Il ruolo del P2P di Poste e le prospettive di Enel

Non a caso, persino Poste Italiane – che come ricorda Walter Pinci, Responsabile Sistemi di Incasso e Pagamento di Bancoposta, è l’incumbent italiano per quanto riguarda i pagamenti – sta osservando il fenomeno. «In primo luogo perché ci aiuta a comprendere in che direzione stanno andando le tecnologie specialmente negli ambiti delle rimesse e delle transazioni P2P cross-boarder, in seconda istanza perché ci orienta anche rispetto agli investimenti effettuati da Poste sulle start up», precisa Pinci.

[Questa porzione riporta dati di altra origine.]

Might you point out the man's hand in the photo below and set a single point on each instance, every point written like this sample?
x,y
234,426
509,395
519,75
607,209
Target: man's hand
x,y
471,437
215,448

Il sostegno alle nuove imprese è un tema centrale pure per Enel, che dispone di un business incubator che risponde direttamente all’amministratore delegato del Gruppo. «Le start up hanno un filo diretto con i livelli apicali dell’azienda, a cui risponderanno anche gli innovation hub di Tel Aviv (appena inaugurato, ndr), Singapore e Silicon Valley», conferma Diego Dal Canto, ‎Innovation Project Manager di Enel. «E il team che si occupa di Blockchain, attivo ormai da un anno, è composto da 15 persone esperte non solo di ICT, ma anche di business. La Blockchain, per noi, non è solo un nuovo protocollo, ma un modo nuovo di vedere le cose».

Blockchain e start up: il fulcro di nuovi modelli di business

Una visione, quella di Dal Canto, confermata dalle nuove imprese che, soprattutto all’estero e in particolare in UK, stanno fiorendo attorno al concetto di consenso distribuito. Christian Miccoli, co-founder di Conio insieme a Vincenzo Di Nicola (già fondatore di GoPago, ceduta ad Amazon) spiega che introdurre le crittovalute e quindi la Blockchain nel mercato significa prima tutto fornire applicazioni semplici che offrano sicurezza (anche sul piano del rispetto delle normative) e semplicità agli utenti finali. Conio va in questa direzione. «Risolve molti problemi di fondo, a partire da quelli di immagine, in quanto è un wallet che permette di acquistare, gestire e spendere Bitcoin in tutta tranquillità, in ottemperanza alle leggi e senza il rischio di finire ingiustamente sotto la lente di ingrandimento di banche e autorità. Le persone non cercano complicazioni, e vogliono essere certe che – anche nel momento in cui lo smartphone viene smarrito o cambia la normativa o, nella peggiore delle ipotesi, Conio chiude – il loro wallet sia comunque disponibile».

Euklid è un’altra start up fintech inglese, ma unica nel suo genere perché unisce alla tecnologia Blockchain l’Intelligenza artificiale. «Abbiamo sviluppato una piattaforma analitica proprietaria che ci permette di prevedere gli andamenti azionari in borsa. La precisione degli insight è talmente elevata che il nostro modello di business si fonda su un meccanismo di remunerazione legato alle performance ottenute dai clienti», dice Giovanni Contini, cofondatore di Euklid, dove la Blockchain funge da cartina di tornasole per i risultati ottenuti dall’azienda. «Il protocollo è garanzia di trasparenza ed etica in una proposizione che è per definizione customer-centric».

Anche Tallysticks punta a innescare una grande rivoluzione: «Le PMI generano il 60% del PIL globale ma ricevono solo il 30% dei finanziamenti complessivi», racconta Nitesh Srivastava, Operations Manager della start up. «Grazie alla Blockchain possiamo reimmaginare il modo in cui vengono gestiti e analizzati i dati finanziari e i processi di finanziamento, collegando le organizzazioni di piccole dimensioni con la grande impresa e gli istituti finanziari per un accesso al credito più semplice».

Ma Blockchain non è solo sinonimo di transazioni: Everledger per esempio sfrutta il protocollo per garantire l’origine e la storia dei beni di lusso, a partire dai diamanti per arrivare ai vini pregiati passando per le opere d’arte. «Everledger è un registro globale fondato sulla Blockchain, la cui immutabilità è alla base dell’identificazione univoca degli oggetti, di cui è possibile conoscere in ogni momento origine, posizione, proprietà attraverso dati incorruttibili», dice Calogero Scibetta, Operations and Business Development Manager della società. «Pur non essendo un’applicazione di natura finanziaria, i nostri clienti sono prevalentemente banche e assicurazioni, per le quali le frodi generano ogni anno perdite per 50 miliardi di euro».